« Je ne pense pas pouvoir revivre normalement » : Rose, 18 ans, gravement brûlée à Crans-Montana, témoigne
Trente jours après le terrible sinistre qui a ravagé un établissement de nuit en Suisse, l'émotion reste intacte et la colère monte. Alors que les familles tentent de surmonter le choc, l'instruction judiciaire connaît un tournant majeur avec la mise en cause de responsables administratifs. Voici ce qu'il faut retenir des dernières révélations sur cette tragédie qui continue de hanter les esprits.
"Ils m'ont pris de la peau de la cuisse droite et ils en ont mis sur mes mains"
Le drame du Nouvel An continue de faire des victimes. Un mois après l'incendie du bar Constellation, la douleur demeure particulièrement vive chez les proches. Le bilan s'est récemment alourdi avec l'annonce du décès d'un blessé, portant le nombre total de morts à 41. Les secours ont également dénombré entre 115 et 116 blessés, dont certains luttent encore pour se reconstruire physiquement.
C'est le cas de Rose, une étudiante de 18 ans qui travaillait comme créatrice de contenu pour l'établissement. Hospitalisée au centre des grands brûlés de Liège en Belgique, la jeune femme a été gravement touchée au visage et aux mains. Elle a dû subir plusieurs interventions lourdes. Au micro de TF1, elle explique le processus chirurgical complexe : « Ils m'ont pris de la peau de la cuisse droite et ils en ont mis sur mes mains ». Si sa sortie de l'hôpital est imminente, sa convalescence est loin d'être terminée, avec des bandages à changer « tous les deux jours ».
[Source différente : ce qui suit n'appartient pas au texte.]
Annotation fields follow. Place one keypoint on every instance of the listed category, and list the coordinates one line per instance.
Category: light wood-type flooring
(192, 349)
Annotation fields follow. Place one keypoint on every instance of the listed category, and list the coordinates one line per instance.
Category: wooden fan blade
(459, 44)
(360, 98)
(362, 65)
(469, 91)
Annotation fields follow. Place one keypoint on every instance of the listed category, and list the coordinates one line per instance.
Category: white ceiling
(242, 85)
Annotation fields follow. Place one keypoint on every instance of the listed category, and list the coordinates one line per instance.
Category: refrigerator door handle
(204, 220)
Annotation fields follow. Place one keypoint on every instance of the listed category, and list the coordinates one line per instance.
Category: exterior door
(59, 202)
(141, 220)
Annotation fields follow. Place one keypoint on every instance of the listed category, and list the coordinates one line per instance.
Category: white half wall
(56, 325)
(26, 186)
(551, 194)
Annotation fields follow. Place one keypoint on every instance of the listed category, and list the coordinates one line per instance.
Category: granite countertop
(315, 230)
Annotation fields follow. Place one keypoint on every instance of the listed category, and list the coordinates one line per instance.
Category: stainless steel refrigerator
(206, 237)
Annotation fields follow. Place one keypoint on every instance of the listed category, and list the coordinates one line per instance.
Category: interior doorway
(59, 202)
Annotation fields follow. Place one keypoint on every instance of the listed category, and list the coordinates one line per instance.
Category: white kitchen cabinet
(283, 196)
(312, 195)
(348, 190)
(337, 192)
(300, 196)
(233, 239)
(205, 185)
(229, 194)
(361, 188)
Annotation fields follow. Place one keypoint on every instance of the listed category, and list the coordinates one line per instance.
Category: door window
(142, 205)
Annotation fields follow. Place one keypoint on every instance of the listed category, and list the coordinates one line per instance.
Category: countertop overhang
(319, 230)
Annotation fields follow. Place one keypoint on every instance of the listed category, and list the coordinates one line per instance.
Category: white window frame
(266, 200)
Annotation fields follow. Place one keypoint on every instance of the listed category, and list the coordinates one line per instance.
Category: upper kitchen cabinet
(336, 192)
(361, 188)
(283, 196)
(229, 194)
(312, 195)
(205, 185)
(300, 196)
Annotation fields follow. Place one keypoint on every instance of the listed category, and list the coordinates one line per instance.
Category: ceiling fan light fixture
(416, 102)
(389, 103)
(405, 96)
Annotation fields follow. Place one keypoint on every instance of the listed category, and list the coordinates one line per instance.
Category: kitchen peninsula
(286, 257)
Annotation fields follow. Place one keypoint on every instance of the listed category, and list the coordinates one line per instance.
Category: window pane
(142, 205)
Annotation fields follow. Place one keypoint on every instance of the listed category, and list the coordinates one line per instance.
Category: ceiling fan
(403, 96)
"Je ne pense pas que je pourrai vivre normalement après "
Au-delà des séquelles physiques, le traumatisme psychologique reste ancré dans le quotidien des survivants. Rose confie être réveillée chaque nuit par des cauchemars où l'horreur resurgit. « Les scènes reviennent. On réentend les cris des gens, on revoit les brûlés. Des gens étaient évanouis, des gens à qui on faisait des massages cardiaques », raconte-t-elle à TF1. Pour cette rescapée, l'avenir semble assombri par la peur. Elle avoue sur RTL : « Je ne pense pas que je pourrai vivre normalement après », exprimant sa crainte de retourner un jour à Crans-Montana.
Pour les familles endeuillées, le temps s'est arrêté. Christophe, père d'un adolescent de 17 ans décédé dans les flammes, témoigne de cette impossibilité de faire son deuil. La reprise du travail semble inconcevable, tout comme le fait de bouger les objets de son enfant disparu. « J'ai encore son bol de céréales qui est resté où il était, dans sa chambre. Pour l'instant, je n'ai rien envie de toucher », confie-t-il avec émotion.
Des failles de sécurité admises par la commune
Les gérants du bar, Jacques et Jessica Moretti, sont visés depuis le début pour « homicide par négligence, lésions corporelles par négligence et incendie par négligence ». Bien que libérés de détention provisoire le 23 janvier, ils restent soumis à des mesures de contraintes strictes.
L'instruction vise désormais également l'administration locale. Deux responsables de la sécurité de la commune sont officiellement inquiétés. Fait marquant rapporté par la presse suisse : la municipalité a reconnu avoir « failli à effectuer des contrôles sécurité et incendie dans le bar depuis 2019 ». Cette absence de contrôle de sécurité au bar de Crans-Montana depuis cinq ans alimente la colère des familles.